At their New England art school, Paulina and Fran both stand apart from the crowd. Paulina is striking and sexually adventurous—a self-proclaimed queen bee with a devastating mean-girl streak. With her gorgeous untamed head of curly hair, Fran is quirky, sweet, and sexually innocent. An aspiring painter whose potential outstrips her confidence, she floats dreamily through criticisms and dance floors alike. On a school trip to Norway, the girls are drawn together, each disarmed by the other’s charisma.
Though their bond is instant and powerful, it’s also wracked by complications. When Fran winds up dating one of Paulina’s ex-boyfriends, an incensed Paulina becomes determined to destroy the couple, creating a rift that will shape their lives well past the halcyon days of art school.
Crackling with bon mots and knowing snapshots of that moment when the carefree cocoon of adolescence opens into the permanent, unknowable future, Paulina & Fran is both a sparkling dance party of a novel, and the debut novel of a writer with rare insight into the complexities of obsession, friendship, and prickly, ever-elusive love.
About the Author
Rachel B. Glaser is the author of the story collection Pee On Water and the poetry collection MOODS. She is a recipient of the McSweeney's Amanda Davis Fiction Award, and her work has appeared in the anthologies 30 Under 30 and New American Stories. Nylon has cited her as one of the "Coolest Female Poets to Know Right Now." She lives in Northampton, Massachusetts.

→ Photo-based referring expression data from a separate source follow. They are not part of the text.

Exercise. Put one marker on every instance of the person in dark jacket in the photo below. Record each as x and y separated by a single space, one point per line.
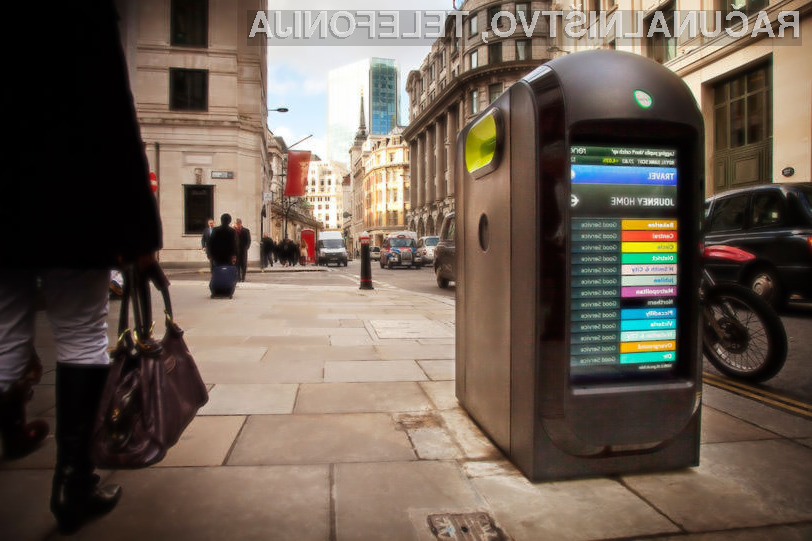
268 249
243 244
223 244
102 189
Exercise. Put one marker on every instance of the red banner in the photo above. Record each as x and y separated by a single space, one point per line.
298 165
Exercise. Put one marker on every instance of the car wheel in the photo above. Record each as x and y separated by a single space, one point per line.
442 283
766 284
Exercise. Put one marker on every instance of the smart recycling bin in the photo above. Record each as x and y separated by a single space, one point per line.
579 194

“[A] gem of a novel . . .The novel’s mix feels fresh; nearly Gothic in its representation of its doubled heroines and their savage, fervent yearnings but satisfyingly specific in its minute, deliciously petty details.”
— New York Times Book Review
“A funny, fast-paced story that follows the post-college life of a drifting, obsessive friendship, Paulina & Fran will appeal to everyone from fans of Broad City to Elena Ferrante devotees.”
— Huffington Post
“Rachel B. Glaser’s beguiling novel [is] intense and wholly original.”
— New York Magazine
“These are finely detailed, compelling, complex young adults facing archetypical trials: work and art; sex, devotion, obsession and betrayal; the cavernous future; and how to be oneself and be a friend. . . . a glittering, raucous ride and a thoughtful depiction of life: painful and ecstatic.”
— Shelf Awareness
“A rare novel that focuses its attention on the difficulties of repairing adult friendships, with a fun setting and a bold cast of characters to lighten the mood.”
— Kirkus Reviews
“GREAT BOOK ABOUT YOUNG LADIES IN ART SCHOOL. Fuuuuuuunny!”
— James Franco
“A party in paragraphs that socks you in the mouth when you least expect. I’d pay tuition to this book if it meant I could stay the whole year.”

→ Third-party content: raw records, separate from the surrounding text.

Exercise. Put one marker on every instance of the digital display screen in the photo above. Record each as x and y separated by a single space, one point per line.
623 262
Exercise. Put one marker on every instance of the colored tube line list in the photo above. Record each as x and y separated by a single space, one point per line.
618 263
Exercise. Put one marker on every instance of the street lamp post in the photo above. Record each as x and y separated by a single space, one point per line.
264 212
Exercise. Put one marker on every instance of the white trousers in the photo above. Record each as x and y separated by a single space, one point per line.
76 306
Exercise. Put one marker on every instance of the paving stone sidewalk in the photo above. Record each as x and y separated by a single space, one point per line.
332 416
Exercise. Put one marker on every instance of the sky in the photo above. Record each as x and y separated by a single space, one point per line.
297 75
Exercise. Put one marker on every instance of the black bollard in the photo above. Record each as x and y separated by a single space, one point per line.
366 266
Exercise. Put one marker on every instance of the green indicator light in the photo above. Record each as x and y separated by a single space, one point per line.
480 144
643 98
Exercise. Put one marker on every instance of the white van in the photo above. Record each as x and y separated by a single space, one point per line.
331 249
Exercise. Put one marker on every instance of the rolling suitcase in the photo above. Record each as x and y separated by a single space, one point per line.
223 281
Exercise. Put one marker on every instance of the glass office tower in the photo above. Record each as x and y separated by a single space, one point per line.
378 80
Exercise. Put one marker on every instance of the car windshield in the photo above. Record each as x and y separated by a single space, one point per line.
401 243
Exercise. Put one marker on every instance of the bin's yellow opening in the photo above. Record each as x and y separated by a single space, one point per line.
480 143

— Amelia Gray, author of Threats and Gutshot
“When it comes to the dance-hump mating rituals of art school kids, no one does it better or funnier or with as much stylistic aplomb as Rachel B. Glaser.”
— Adam Wilson, author of What's Important Is Feeling and Flatscreen
“Uncouth, contemptuous, and terrific fun to read. Glaser thoroughly captures both the desperate intimacy of female friendships and the volatile magnificence of youth.”
— Courtney Maum, author of I Am Having So Much Fun Here Without You
“This novel is like what a mirror would write if it could type. Rachel B. Glaser has written a wildly funny, sharp, wonderful book that displays the light and dark, the lies and truths, of what it takes to make and keep a friend--without losing sight of oneself.”
— Lindsay Hunter, author of Ugly Girls and Daddy's
“Reading Paulina & Fran is like watching a beautiful woman expertly throw knives into a wall. Viciously funny, tender, and sexy all at once, every page full of deft and skewering observations. No one is spared.”
— Catherine Lacey, author of Nobody Is Ever Missing
“A gorgeous book of nerve endings, it manages to capture the rawness and restlessness of youth, friendship, and artists in the making. She gets to the bone of those quixotic, beautiful years when everything matters, most things hurt, and you don’t know who you are. I’ve never read anything quite like it.”